If you check the status of requests using Linkerd’s tap utility, you’ll see that requests from the ingress controller are protected with mTLS:

$ linkerd tap ns/natter-api
req id=4:2 proxy=in  src=172.17.0.16:43358 dst=172.17.0.14:4567 
 tls=true :method=POST :authority=natter-api-service.natter-
 api.svc.cluster.local:4567 :path=/users
rsp id=4:2 proxy=in  src=172.17.0.16:43358 dst=172.17.0.14:4567
 tls=true :status=201 latency=322728µs

You now have TLS from clients to the ingress controller and mTLS between the ingress controller and backend services, and between all microservices on the backend.4

Tip In a production system you can use cert-manager (https://docs.cert-manager.io/en/latest/) to automatically obtain certificates from a public CA such as Let’s Encrypt or from a private organizational CA such as Hashicorp Vault.

Pop quiz

  1. Which of the following are tasks are typically performed by an ingress controller?

    1. Rate-limiting
    2. Audit logging
    3. Load balancing
    4. Terminating TLS requests
    5. Implementing business logic
    6. Securing database connections

The answer is at the end of the chapter.

Answers to pop quiz questions

  1. c. Pods are made up of one or more containers.

  2. False. A sidecar container runs alongside the main container. An init container is the name for a container that runs before the main container.

  3. a, b, c, d, and f are all good ways to improve the security of containers.

  4. e. You should prefer strict allowlisting of URLs whenever possible.

  5. d and e. Keeping the root CA key offline reduces the risk of compromise and allows you to revoke and rotate intermediate CA keys without rebuilding the whole cluster.

  6. True. A service mesh can automatically handle most aspects of applying TLS to your network requests.

  7. a, b, c, and d.

Summary

  • Kubernetes is a popular way to manage a collection of microservices running on a shared cluster. Microservices are deployed as pods, which are groups of related Linux containers. Pods are scheduled across nodes, which are physical or virtual machines that make up the cluster. A service is implemented by one or more pod replicas.

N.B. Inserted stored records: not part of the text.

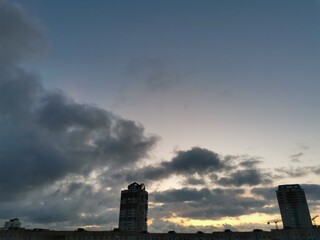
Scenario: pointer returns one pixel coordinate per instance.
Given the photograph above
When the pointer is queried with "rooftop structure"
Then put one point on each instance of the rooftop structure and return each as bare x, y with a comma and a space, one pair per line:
293, 206
134, 208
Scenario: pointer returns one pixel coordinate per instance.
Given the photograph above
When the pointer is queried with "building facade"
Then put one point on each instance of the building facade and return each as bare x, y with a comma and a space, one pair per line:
281, 234
134, 208
293, 207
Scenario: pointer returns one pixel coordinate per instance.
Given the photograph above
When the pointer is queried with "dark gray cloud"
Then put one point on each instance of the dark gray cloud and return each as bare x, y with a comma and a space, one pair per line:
194, 161
198, 165
268, 193
44, 135
157, 74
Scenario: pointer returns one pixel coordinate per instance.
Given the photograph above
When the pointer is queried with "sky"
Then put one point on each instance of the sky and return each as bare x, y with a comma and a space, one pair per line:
210, 104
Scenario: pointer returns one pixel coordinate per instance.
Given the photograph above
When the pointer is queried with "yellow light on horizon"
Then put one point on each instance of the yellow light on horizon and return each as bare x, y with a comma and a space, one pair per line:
254, 218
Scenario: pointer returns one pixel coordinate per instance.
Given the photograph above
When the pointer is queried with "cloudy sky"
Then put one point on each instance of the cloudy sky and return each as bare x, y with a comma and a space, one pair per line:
211, 104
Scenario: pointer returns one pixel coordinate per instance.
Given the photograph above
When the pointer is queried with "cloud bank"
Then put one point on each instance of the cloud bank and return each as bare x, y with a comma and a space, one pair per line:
63, 163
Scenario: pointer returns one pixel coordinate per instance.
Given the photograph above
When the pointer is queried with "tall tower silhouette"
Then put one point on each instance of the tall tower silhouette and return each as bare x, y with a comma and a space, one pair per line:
134, 208
293, 206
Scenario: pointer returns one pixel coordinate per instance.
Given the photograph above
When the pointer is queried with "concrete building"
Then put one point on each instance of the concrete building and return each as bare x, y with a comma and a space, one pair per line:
293, 207
134, 208
42, 234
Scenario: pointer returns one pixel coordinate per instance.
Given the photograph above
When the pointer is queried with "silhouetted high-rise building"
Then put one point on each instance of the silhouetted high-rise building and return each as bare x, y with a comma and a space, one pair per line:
293, 207
134, 208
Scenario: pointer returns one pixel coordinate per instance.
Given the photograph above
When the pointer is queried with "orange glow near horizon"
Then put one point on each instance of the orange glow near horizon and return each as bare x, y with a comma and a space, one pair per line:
255, 218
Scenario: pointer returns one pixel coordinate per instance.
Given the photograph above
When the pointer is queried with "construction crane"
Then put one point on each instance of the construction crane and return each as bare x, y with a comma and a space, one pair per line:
314, 220
275, 222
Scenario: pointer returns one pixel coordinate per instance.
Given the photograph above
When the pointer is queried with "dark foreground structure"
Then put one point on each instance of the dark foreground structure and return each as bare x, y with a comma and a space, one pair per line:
283, 234
293, 206
134, 208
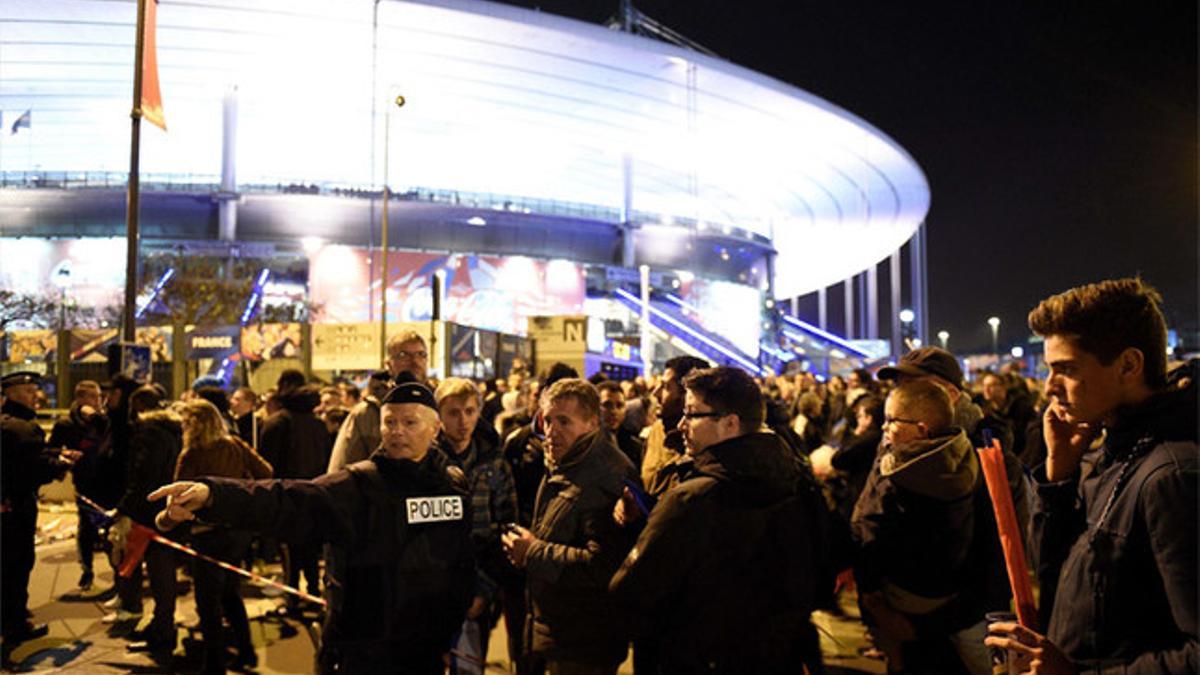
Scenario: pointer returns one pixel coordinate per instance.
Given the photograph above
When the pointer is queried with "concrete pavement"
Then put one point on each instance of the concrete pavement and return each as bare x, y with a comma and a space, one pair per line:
79, 643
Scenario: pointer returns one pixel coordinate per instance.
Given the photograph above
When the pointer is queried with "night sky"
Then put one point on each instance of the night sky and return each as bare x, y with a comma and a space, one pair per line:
1059, 138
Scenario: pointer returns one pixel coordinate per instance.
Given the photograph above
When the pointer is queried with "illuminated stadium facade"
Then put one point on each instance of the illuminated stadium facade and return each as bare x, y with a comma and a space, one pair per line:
522, 135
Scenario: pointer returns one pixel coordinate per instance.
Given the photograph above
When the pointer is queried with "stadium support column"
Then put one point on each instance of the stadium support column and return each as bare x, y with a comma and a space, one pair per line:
849, 288
873, 302
627, 213
919, 280
894, 286
823, 308
647, 346
227, 197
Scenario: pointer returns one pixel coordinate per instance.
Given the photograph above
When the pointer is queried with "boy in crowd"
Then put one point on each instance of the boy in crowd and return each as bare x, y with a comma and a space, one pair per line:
915, 525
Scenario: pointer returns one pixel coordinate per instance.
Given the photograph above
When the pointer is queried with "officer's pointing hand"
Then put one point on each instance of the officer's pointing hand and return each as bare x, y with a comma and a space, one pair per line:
516, 544
183, 500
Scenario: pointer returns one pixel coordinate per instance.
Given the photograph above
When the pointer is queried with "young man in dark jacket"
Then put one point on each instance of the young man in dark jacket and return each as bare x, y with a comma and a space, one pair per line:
155, 443
295, 442
724, 573
401, 562
1116, 526
574, 545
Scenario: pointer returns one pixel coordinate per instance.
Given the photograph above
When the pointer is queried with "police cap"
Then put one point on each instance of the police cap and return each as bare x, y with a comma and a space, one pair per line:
411, 393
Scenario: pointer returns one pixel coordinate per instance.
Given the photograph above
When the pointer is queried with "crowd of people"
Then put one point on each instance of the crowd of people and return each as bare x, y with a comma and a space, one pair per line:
697, 517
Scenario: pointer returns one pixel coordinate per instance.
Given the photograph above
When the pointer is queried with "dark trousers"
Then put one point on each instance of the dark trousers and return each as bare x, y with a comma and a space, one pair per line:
87, 537
303, 557
219, 595
160, 567
17, 530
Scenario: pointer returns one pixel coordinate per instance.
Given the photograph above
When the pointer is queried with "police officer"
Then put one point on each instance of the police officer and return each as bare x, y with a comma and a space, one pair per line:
400, 563
24, 465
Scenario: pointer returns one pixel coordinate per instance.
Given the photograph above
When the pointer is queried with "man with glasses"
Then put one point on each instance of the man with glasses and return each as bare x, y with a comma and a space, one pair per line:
408, 360
664, 444
574, 547
915, 526
723, 574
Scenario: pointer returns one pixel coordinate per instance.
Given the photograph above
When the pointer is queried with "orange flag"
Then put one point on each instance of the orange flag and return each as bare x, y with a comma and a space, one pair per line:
135, 545
151, 97
1011, 538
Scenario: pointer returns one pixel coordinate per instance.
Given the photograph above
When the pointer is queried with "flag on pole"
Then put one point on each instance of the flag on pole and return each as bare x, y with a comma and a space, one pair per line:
23, 121
135, 549
991, 460
151, 97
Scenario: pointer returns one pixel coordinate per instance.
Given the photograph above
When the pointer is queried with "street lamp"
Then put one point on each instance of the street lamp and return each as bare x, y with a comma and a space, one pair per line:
994, 322
399, 101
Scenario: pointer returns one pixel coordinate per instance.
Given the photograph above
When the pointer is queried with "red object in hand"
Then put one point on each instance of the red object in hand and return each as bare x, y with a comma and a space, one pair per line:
1011, 537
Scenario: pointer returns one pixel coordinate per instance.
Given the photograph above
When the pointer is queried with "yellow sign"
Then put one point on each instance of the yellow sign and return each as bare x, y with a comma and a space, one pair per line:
346, 346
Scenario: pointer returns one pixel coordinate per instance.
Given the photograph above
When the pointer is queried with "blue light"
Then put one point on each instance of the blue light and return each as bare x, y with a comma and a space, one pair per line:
157, 288
826, 335
748, 364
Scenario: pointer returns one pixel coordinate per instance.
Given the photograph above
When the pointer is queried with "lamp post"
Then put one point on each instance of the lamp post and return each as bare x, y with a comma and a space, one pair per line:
383, 238
994, 322
906, 318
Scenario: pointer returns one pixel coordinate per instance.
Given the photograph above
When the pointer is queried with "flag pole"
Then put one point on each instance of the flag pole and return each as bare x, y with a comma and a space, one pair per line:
133, 192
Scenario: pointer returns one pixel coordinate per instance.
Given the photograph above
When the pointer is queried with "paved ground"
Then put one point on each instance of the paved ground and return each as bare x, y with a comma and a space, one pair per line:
79, 643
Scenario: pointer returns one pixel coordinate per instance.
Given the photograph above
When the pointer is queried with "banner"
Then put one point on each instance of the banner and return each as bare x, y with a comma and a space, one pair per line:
33, 346
265, 341
91, 345
346, 346
213, 342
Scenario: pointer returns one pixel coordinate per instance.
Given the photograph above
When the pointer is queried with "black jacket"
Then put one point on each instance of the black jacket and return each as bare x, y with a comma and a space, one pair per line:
400, 565
915, 520
1126, 574
724, 572
83, 434
294, 441
577, 549
154, 449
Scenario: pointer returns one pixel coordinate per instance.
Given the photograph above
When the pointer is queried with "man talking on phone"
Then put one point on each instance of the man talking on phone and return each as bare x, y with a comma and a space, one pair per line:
1115, 527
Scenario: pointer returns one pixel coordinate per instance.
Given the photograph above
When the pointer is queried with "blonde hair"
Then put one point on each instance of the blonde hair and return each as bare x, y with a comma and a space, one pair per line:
207, 426
454, 388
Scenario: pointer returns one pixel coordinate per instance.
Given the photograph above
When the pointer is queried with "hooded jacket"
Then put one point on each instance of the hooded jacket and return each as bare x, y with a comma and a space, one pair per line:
577, 549
294, 441
1119, 542
724, 572
155, 444
915, 523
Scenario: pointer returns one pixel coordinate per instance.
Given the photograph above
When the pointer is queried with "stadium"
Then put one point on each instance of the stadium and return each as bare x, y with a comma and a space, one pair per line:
535, 166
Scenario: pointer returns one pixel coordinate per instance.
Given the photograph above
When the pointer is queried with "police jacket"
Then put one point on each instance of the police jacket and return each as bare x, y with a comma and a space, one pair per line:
723, 574
24, 463
154, 452
915, 523
493, 502
400, 571
83, 432
579, 547
1120, 541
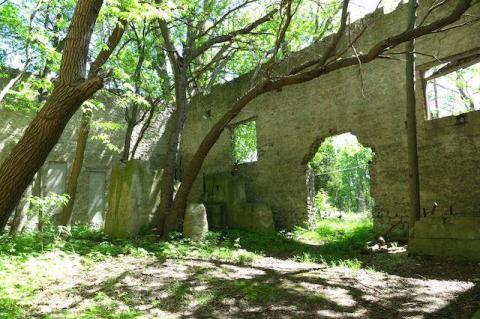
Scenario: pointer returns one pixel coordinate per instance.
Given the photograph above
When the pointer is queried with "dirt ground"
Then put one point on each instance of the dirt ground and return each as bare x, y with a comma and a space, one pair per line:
391, 286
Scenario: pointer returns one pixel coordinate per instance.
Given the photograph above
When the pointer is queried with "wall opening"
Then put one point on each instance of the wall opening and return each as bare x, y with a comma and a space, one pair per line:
244, 142
341, 178
453, 88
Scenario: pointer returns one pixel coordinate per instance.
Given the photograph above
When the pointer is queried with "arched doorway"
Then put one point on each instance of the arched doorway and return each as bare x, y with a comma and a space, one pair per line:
341, 178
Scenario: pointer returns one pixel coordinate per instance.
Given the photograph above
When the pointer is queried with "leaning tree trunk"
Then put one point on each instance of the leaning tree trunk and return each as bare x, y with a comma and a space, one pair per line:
66, 217
43, 133
178, 207
413, 171
21, 212
84, 131
168, 177
268, 85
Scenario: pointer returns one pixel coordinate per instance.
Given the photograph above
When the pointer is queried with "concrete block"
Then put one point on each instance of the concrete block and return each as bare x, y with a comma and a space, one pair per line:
131, 198
254, 216
195, 225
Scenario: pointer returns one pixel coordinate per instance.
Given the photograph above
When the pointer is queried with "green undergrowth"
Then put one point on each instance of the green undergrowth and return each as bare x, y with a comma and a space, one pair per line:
31, 261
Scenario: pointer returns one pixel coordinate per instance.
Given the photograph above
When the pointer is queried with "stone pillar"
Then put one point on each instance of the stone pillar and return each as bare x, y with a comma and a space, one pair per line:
132, 196
195, 225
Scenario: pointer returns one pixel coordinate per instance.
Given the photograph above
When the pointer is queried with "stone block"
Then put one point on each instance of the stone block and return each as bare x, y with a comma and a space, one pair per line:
216, 215
195, 225
453, 227
131, 199
254, 216
449, 236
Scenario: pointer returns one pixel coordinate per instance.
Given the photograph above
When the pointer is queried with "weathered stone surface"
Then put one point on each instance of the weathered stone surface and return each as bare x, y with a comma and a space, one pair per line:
226, 192
216, 215
254, 216
293, 122
453, 236
131, 198
195, 225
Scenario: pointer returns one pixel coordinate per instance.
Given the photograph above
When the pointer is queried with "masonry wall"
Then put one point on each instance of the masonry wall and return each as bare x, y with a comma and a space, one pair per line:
367, 101
91, 202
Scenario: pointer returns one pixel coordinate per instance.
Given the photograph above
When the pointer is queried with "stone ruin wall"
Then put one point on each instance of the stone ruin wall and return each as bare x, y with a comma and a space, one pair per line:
292, 123
94, 180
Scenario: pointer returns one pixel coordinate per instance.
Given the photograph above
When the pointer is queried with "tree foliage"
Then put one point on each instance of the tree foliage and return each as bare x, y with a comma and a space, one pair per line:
342, 179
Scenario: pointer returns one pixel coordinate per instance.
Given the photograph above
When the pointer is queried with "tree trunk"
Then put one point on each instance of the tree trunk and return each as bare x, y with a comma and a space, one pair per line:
71, 90
178, 207
21, 212
179, 116
128, 140
299, 76
414, 180
66, 217
84, 130
13, 82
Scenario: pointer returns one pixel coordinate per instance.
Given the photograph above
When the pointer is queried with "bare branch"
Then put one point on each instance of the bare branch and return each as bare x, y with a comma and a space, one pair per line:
225, 16
430, 11
112, 43
230, 36
333, 46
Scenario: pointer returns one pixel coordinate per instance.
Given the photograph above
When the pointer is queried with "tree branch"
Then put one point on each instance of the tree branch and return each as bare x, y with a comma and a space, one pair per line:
230, 36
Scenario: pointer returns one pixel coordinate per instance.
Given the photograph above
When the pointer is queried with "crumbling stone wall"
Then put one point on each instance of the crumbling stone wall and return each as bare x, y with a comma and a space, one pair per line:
367, 101
93, 184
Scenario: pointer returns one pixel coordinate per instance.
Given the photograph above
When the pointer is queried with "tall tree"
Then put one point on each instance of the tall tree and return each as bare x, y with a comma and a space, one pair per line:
209, 36
71, 89
84, 130
328, 62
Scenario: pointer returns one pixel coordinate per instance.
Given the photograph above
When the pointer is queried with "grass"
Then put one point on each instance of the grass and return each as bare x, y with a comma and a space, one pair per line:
31, 261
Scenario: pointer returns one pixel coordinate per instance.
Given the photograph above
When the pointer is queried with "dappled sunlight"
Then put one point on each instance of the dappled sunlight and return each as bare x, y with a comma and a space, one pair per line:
92, 276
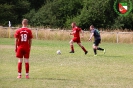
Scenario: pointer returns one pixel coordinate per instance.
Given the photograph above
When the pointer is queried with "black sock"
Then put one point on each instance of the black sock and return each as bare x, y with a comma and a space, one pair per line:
100, 48
95, 51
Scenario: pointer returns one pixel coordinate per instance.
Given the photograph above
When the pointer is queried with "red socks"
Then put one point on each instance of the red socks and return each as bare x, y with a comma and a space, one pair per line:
72, 48
19, 67
27, 67
83, 49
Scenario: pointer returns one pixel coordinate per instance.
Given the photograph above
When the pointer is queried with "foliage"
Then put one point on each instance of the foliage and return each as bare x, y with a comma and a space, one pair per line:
60, 13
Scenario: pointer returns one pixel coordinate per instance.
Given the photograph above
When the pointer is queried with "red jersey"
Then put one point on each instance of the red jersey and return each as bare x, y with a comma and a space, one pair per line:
76, 31
23, 35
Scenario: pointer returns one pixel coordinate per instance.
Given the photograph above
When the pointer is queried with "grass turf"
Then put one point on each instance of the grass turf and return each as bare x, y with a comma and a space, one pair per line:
49, 70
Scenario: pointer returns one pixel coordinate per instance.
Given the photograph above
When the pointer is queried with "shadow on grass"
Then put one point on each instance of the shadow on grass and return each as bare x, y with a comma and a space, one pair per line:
59, 79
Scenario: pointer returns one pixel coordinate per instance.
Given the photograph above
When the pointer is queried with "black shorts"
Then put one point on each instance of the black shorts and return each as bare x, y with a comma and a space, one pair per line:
97, 42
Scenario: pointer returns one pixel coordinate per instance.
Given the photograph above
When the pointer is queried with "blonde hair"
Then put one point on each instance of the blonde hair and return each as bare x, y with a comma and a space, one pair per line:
92, 26
25, 22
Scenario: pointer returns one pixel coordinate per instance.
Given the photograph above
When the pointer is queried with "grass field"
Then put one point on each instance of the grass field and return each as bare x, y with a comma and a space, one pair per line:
49, 70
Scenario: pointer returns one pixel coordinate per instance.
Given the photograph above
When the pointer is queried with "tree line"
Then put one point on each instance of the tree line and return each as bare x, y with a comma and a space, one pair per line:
60, 13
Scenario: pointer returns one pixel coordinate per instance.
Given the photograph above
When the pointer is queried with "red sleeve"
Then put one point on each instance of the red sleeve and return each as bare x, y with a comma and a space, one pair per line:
31, 36
16, 34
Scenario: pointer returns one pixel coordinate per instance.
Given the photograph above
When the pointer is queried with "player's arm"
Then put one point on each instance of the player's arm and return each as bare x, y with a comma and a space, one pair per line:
16, 42
30, 42
82, 33
92, 34
73, 32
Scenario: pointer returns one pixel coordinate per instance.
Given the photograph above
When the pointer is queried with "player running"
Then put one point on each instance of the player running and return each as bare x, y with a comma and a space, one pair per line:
76, 33
23, 39
97, 38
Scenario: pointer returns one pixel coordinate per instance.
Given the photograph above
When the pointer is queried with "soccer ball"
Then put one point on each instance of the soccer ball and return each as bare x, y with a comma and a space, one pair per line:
58, 52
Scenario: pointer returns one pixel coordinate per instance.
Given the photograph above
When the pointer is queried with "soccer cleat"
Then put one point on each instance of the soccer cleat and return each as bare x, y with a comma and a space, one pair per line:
71, 52
19, 76
95, 55
27, 76
104, 51
86, 52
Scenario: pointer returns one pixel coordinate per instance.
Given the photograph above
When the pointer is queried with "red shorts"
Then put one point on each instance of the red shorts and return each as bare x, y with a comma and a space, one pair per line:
23, 52
76, 39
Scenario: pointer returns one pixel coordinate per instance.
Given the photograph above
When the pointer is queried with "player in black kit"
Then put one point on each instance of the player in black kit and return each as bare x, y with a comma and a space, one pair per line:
97, 38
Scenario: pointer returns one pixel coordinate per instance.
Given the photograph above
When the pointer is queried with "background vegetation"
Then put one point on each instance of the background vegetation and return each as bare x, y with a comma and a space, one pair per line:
60, 13
49, 70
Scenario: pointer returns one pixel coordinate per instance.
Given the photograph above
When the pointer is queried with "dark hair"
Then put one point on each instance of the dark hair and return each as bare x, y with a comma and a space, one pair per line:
92, 26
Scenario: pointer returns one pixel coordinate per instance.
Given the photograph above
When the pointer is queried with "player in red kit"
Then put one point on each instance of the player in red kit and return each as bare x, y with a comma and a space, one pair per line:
76, 33
23, 39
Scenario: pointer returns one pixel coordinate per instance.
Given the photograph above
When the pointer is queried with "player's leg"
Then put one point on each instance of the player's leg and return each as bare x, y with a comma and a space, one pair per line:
82, 48
98, 48
26, 60
95, 49
19, 55
71, 46
20, 60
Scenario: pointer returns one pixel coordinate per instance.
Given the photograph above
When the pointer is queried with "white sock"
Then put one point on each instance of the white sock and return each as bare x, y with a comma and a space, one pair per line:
19, 73
27, 73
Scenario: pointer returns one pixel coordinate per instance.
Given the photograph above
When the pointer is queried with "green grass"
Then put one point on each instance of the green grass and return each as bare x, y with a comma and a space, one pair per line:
49, 70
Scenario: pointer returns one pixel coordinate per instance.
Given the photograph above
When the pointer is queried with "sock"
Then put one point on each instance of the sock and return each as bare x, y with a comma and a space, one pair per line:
72, 48
100, 48
27, 67
83, 49
95, 51
19, 67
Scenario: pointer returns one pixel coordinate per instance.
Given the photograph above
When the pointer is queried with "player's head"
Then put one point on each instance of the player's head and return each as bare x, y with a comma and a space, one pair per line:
91, 27
24, 22
73, 24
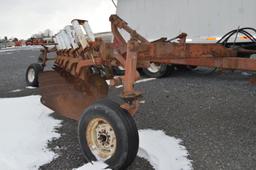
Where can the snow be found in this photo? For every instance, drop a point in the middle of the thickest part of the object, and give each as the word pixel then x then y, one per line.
pixel 30 87
pixel 162 151
pixel 93 166
pixel 15 91
pixel 25 128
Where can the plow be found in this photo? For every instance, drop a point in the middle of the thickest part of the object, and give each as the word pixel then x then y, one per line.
pixel 77 86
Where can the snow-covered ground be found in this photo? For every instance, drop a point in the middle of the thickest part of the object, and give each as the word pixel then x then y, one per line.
pixel 26 127
pixel 163 152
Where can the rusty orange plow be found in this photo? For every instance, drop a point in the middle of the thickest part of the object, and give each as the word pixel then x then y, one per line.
pixel 77 87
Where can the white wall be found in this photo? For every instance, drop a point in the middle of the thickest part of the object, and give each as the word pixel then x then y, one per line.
pixel 199 18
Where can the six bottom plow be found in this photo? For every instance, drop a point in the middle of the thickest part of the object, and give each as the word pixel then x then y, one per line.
pixel 77 85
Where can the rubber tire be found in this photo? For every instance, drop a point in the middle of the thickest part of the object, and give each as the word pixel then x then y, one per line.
pixel 37 68
pixel 124 127
pixel 185 67
pixel 163 71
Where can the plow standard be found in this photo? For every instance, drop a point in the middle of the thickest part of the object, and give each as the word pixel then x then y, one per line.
pixel 77 87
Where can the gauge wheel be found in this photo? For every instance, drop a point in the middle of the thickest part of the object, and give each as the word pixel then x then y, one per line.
pixel 108 133
pixel 157 70
pixel 32 73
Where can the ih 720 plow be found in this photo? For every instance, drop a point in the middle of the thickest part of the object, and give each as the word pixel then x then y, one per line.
pixel 77 88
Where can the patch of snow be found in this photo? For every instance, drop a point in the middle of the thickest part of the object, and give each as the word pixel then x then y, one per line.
pixel 30 87
pixel 162 151
pixel 15 91
pixel 25 128
pixel 93 166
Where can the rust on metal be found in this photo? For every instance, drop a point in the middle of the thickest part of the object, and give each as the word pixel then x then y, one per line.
pixel 80 73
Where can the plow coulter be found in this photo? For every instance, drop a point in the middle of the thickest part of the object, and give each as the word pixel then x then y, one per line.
pixel 77 88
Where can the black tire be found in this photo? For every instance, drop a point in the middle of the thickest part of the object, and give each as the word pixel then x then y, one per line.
pixel 163 70
pixel 33 69
pixel 125 130
pixel 185 67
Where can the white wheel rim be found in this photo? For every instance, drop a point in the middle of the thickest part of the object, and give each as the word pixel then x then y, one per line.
pixel 31 75
pixel 153 68
pixel 101 139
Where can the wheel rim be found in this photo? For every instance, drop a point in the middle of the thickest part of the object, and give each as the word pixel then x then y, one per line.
pixel 101 139
pixel 154 68
pixel 31 75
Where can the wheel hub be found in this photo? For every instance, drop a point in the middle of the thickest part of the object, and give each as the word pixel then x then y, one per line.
pixel 31 75
pixel 154 67
pixel 101 139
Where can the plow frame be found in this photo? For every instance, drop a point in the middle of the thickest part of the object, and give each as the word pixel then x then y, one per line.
pixel 75 53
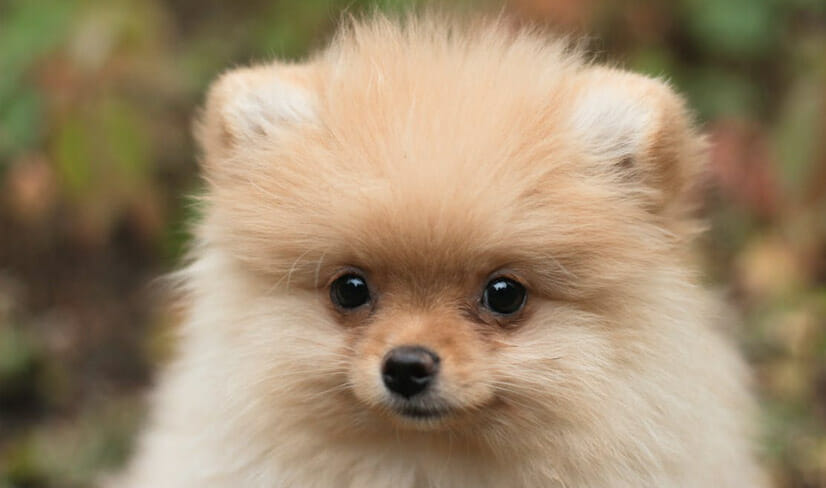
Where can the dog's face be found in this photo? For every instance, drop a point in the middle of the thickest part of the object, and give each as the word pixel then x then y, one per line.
pixel 424 244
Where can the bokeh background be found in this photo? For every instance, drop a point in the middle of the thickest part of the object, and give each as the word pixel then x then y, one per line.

  • A security context can be applied to pod deployments to ensure that the container runs as a non-root user with limited privileges. A pod security policy can be applied to the cluster to enforce that no container is allowed elevated privileges.

  • When an API makes network requests to a URL provided by a user, you should ensure that you validate the URL to prevent SSRF attacks. Strict allowlisting of permitted URLs should be preferred to blocklisting. Ensure that redirects are also validated. Protect your APIs from DNS rebinding attacks by strictly validating the Host header and enabling TLS.

  • Enabling TLS for all internal service communications protects against a variety of attacks and limits the damage if an attacker breaches your network. A service mesh such as Linkerd or Istio can be used to automatically manage mTLS connections between all services.

  • Kubernetes network policies can be used to lock down allowed network communications, making it harder for an attacker to perform lateral movement inside your network. Istio authorization policies can perform the same task based on service identities and may be easier to configure.

  • A Kubernetes ingress controller can be used to allow connections from external clients and apply consistent TLS and rate-limiting options. By adding the ingress controller to the service mesh you can ensure connections from the ingress to backend services are also protected with mTLS.


1.Restarting Minikube will also delete the contents of the database as it is still purely in-memory. See http://mng.bz/5pZ1 for details on how to enable persistent disk volumes that survive restarts.

2.At the time of writing, most service meshes don’t support certificate revocation, so you should use short-lived certificates and avoid relying on this as your only authentication mechanism.

3.Istio has more features that Linkerd but is also more complex to install and configure, which is why I chose Linkerd for this chapter.

4.The exception is the H2 database as Linkerd can’t automatically apply mTLS to this connection. This should be fixed in the 2.7 release of Linkerd.